To understand the nuances of the above it took years of screen time. It may look simple but it’s not. It’s quite mentally challenging to trade tick charts. Every time I violate any of the above rules, it always decreases probability of a good outcome. It takes a extreme amount of discipline to follow the above.
Real live trading rules -- from a real live trader -- maybe in response to a real live (if newborn) market? This market just keeps getting better and better. ("Nice post, Spectre!")

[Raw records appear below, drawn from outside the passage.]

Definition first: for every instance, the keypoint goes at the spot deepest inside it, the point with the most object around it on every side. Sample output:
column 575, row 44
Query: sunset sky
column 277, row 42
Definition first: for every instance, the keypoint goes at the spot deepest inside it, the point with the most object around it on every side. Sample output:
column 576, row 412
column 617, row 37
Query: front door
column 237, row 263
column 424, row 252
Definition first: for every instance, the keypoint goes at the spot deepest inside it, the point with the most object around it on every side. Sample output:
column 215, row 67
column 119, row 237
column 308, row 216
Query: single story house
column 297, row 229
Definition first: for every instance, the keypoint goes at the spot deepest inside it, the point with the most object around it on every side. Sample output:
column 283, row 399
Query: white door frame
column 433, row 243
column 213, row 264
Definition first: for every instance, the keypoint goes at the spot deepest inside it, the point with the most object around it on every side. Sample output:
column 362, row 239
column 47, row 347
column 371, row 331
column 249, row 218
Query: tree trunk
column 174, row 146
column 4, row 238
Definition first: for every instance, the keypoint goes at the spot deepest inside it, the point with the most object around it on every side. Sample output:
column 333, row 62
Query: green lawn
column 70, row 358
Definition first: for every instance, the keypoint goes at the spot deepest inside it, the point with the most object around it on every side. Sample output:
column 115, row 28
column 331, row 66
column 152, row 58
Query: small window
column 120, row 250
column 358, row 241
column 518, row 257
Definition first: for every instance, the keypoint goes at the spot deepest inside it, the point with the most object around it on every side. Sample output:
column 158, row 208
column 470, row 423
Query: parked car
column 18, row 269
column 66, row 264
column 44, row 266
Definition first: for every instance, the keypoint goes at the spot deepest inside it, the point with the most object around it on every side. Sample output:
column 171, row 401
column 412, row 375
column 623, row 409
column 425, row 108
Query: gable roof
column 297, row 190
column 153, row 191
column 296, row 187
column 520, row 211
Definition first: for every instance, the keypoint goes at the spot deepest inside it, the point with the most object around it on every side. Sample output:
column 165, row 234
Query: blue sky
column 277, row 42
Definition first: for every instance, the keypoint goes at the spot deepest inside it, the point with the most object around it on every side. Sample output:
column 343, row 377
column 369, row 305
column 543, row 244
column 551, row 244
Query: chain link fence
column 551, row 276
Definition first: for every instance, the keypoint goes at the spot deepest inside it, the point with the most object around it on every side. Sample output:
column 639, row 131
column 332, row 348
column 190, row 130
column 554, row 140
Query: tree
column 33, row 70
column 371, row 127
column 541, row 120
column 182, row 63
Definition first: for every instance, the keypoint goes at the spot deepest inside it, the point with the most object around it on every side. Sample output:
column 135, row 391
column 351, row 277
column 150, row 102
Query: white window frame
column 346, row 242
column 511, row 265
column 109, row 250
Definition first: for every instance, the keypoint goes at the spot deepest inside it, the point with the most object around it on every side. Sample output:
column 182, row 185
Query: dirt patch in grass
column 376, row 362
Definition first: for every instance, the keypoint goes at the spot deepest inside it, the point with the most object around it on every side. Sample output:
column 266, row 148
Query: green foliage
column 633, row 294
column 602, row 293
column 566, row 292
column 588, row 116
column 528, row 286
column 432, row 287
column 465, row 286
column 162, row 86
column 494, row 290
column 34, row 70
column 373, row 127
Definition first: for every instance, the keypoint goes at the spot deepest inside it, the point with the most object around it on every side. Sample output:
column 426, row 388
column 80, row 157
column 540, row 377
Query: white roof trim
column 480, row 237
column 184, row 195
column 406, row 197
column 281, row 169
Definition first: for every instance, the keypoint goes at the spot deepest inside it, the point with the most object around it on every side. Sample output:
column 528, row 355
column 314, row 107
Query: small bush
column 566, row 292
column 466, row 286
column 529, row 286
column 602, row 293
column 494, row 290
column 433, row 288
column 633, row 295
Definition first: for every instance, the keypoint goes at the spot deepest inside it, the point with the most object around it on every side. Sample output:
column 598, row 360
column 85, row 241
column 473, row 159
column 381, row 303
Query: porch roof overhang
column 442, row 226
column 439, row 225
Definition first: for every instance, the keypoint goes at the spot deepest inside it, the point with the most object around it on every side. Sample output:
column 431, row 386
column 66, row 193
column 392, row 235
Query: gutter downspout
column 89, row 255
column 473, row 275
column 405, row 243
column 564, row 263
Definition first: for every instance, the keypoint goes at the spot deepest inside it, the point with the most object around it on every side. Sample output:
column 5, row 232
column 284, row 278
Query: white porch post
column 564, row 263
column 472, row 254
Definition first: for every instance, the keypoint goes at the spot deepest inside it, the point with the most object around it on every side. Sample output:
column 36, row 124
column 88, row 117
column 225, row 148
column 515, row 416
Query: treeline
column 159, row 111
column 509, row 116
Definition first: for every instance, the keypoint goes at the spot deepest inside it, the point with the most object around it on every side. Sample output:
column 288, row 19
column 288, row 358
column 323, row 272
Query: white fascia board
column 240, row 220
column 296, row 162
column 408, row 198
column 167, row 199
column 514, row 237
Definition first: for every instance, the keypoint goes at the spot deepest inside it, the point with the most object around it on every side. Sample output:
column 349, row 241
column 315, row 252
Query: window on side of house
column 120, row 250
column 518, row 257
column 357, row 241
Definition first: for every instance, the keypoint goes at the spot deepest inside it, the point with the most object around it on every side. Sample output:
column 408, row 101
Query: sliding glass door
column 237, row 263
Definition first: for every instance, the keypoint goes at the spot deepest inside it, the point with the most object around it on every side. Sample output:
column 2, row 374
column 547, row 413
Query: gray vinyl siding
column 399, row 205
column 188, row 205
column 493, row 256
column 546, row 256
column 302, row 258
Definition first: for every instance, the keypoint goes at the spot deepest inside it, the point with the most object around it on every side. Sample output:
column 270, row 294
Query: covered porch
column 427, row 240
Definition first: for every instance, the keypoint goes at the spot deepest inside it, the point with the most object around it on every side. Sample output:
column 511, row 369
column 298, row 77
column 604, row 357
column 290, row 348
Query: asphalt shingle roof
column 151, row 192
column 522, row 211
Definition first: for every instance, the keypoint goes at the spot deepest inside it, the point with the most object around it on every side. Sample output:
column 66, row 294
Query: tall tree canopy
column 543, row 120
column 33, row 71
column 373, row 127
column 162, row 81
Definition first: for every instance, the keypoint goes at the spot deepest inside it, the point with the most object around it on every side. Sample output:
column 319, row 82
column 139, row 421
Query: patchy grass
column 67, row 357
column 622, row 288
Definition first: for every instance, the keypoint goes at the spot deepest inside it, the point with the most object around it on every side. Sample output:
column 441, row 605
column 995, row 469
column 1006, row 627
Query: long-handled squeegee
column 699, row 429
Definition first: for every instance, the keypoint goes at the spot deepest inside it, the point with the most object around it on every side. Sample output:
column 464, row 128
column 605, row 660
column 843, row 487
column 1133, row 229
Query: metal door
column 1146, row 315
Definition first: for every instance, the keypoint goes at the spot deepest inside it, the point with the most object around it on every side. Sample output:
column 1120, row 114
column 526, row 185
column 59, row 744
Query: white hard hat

Scenario 1: Price is below OR Last EMA crossover bearish Price is at intermediate term highs Price has created downward progression with a retracement, the retracement itself has created a tick trendline. The retracement progresses up to tick resistance(previous tick peak), the tick trendline breaks: Action: Enter short with stop loss
So basically you could workout all the permutations of the conditions above and create plan of action or more importantly a plan to do nothing if signals conflict. If price is in the middle of a intermediate term range, the only guidance you have is intermediate term trendline or support resistance. Price loves to travel from intermediate term high and low. It loves to range trade.
If it’s a highly emotional volatile day going in. All you need is a set of EMAs on a tick chart. If price is expected to cover a tremendous amount of ground. The EMA crossovers are minimal compared to a slow day. Price just keeps going in one direction.
Seriously? EMA crossovers on a tick chart? No offense. I’ve enjoyed many of your posts, but on this one, I can’t think of a more guaranteed path to failure.